Hoy toca Joe Swanberg y Aki Kaurismaki. Ambos cineastas serán objeto de una retrospectiva durante la celebración del Festival con la programación de alguna de sus obras más representativas. No es un asunto baladí. Lo nuevo confrontado a lo viejo. El cine en perpetuo estado de renovación y, sin embargo, asentado sobre el recuerdo y trabajo de aquéllos que lo forjaron. El uno como máximo exponente de esa panacea autosuficiente, surgida de la introducción de  nuevos formatos narrativos en el neo-cine independiente norteamericano, llamada “mumblecore” (una denominación que no deja de tener su gracia: un murmullo apenas audible a punto de convertirse en  una mosca cojonera que pulula detrás de la oreja de las grandes majors).

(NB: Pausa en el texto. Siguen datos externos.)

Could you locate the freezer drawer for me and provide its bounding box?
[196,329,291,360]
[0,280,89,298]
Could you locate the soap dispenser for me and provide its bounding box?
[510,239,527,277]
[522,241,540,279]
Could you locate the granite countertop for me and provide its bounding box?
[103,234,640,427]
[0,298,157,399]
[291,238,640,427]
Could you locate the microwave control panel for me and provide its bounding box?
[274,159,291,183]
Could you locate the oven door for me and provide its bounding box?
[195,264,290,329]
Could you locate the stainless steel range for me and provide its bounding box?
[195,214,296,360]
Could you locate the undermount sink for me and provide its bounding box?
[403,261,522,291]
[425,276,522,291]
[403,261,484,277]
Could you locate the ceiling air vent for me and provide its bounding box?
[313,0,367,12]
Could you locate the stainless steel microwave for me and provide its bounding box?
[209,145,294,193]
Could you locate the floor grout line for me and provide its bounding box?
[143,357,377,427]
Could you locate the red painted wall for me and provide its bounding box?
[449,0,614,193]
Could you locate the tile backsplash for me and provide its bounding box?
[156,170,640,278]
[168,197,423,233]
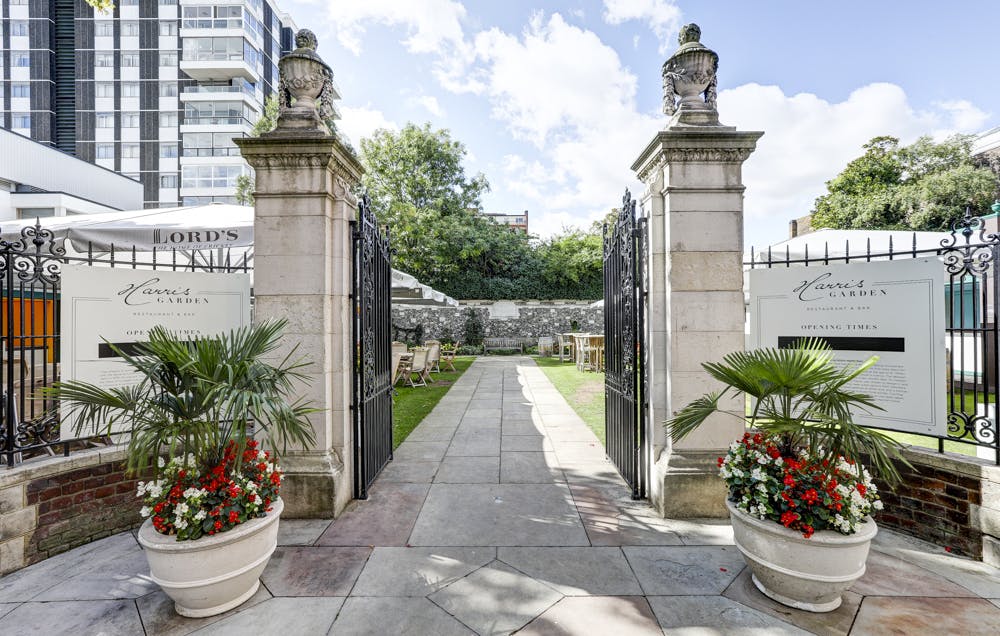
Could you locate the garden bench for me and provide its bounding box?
[483,338,524,354]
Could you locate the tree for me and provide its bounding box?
[812,135,997,230]
[361,123,500,285]
[236,93,280,205]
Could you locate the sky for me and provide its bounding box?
[279,0,1000,246]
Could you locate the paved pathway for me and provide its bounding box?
[0,358,1000,636]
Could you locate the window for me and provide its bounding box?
[184,38,247,60]
[181,166,244,188]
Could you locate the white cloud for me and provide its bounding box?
[719,83,986,245]
[414,95,444,117]
[328,0,466,55]
[604,0,681,54]
[337,106,399,148]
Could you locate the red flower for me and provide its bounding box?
[781,511,799,528]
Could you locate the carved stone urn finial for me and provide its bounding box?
[663,24,719,126]
[271,29,337,135]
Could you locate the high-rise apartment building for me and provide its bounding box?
[0,0,295,207]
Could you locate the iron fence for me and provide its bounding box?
[0,221,253,467]
[743,209,1000,465]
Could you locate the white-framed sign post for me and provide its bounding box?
[748,258,948,436]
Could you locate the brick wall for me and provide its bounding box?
[0,449,141,574]
[875,448,1000,565]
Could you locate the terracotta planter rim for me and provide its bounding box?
[138,497,285,553]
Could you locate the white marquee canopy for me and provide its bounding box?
[0,203,458,307]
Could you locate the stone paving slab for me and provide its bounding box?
[647,596,809,636]
[352,547,497,596]
[622,546,745,596]
[378,459,441,484]
[330,597,475,636]
[434,455,500,484]
[497,548,642,596]
[429,562,562,635]
[278,519,331,545]
[500,452,566,484]
[260,546,371,596]
[316,482,430,546]
[0,600,143,636]
[410,484,589,546]
[852,596,1000,636]
[189,597,344,636]
[518,596,663,636]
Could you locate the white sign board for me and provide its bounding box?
[749,258,947,435]
[60,266,250,439]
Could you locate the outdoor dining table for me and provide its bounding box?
[573,333,604,371]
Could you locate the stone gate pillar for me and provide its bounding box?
[632,25,763,518]
[236,31,363,518]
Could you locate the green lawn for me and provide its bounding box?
[533,356,604,444]
[392,356,475,449]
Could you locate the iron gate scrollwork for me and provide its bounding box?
[352,195,392,499]
[604,190,649,499]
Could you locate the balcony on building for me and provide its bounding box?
[180,36,263,82]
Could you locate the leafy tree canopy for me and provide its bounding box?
[812,135,997,230]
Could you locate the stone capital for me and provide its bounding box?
[234,133,365,190]
[632,126,764,185]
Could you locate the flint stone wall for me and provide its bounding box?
[392,301,604,345]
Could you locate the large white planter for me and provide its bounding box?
[726,500,878,612]
[139,499,285,618]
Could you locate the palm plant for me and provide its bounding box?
[46,320,316,472]
[667,338,909,483]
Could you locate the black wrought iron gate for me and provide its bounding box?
[352,196,392,499]
[604,190,649,499]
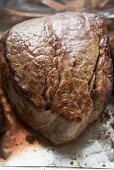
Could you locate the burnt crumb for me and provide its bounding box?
[70,161,74,165]
[26,135,36,144]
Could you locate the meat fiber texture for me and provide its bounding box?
[1,12,112,145]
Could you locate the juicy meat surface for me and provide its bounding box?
[1,12,112,144]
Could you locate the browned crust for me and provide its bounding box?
[2,14,112,122]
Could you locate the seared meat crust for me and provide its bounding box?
[1,12,112,144]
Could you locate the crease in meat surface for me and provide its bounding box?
[2,12,112,144]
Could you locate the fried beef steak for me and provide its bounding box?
[1,12,112,144]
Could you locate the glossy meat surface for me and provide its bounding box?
[1,12,112,144]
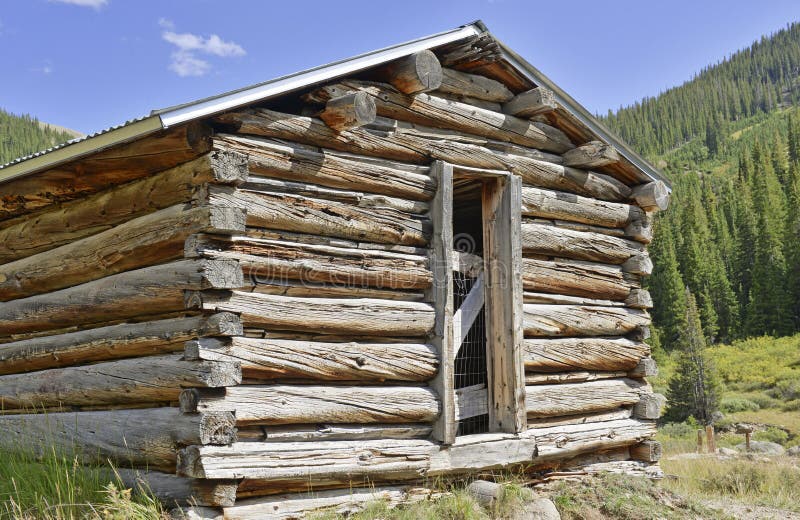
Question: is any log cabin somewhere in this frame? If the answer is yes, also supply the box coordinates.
[0,22,670,520]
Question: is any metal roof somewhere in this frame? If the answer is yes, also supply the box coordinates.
[0,21,662,187]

El  otro, como referente de la vieja escuela europea: insobornable en sus intenciones conceptuales; siempre independiente, contra-sistema. Ambos se postulan al margen de las convenciones que dicta el mercado, de las tramas prefabricadas, de la previsibilidad auto-impuesta.  Son “outsiders” no por ya vocación sino porque sienten esa necesidad de comunicarse. A cambio, ofrecen un cine diferente, un diálogo entre los personajes y el espectador (Swanberg); un espejo en el que ese mismo espectador pueda mirarse y sentirse asimismo reconocido (Kaurismaki).

El punto de convergencia entre ambos estilos podréis encontrarlo en Granada. Ya sabéis: última semana de octubre, en 2009, en el marco del Festival Internacional más renovado (y renovador) del momento.

J. P. Bango

 

2 comentarios

J. B. Bango -

No es mal momento para empezar a hacerlo. Estad atentos a la programación.

Y encima se llamaba Alabama -

Y yo que no he visto nada de Swanbeg (y casi tampoco de Kaurismaki). Lo que me queda por aprender. Gran inicitavia la de este festival.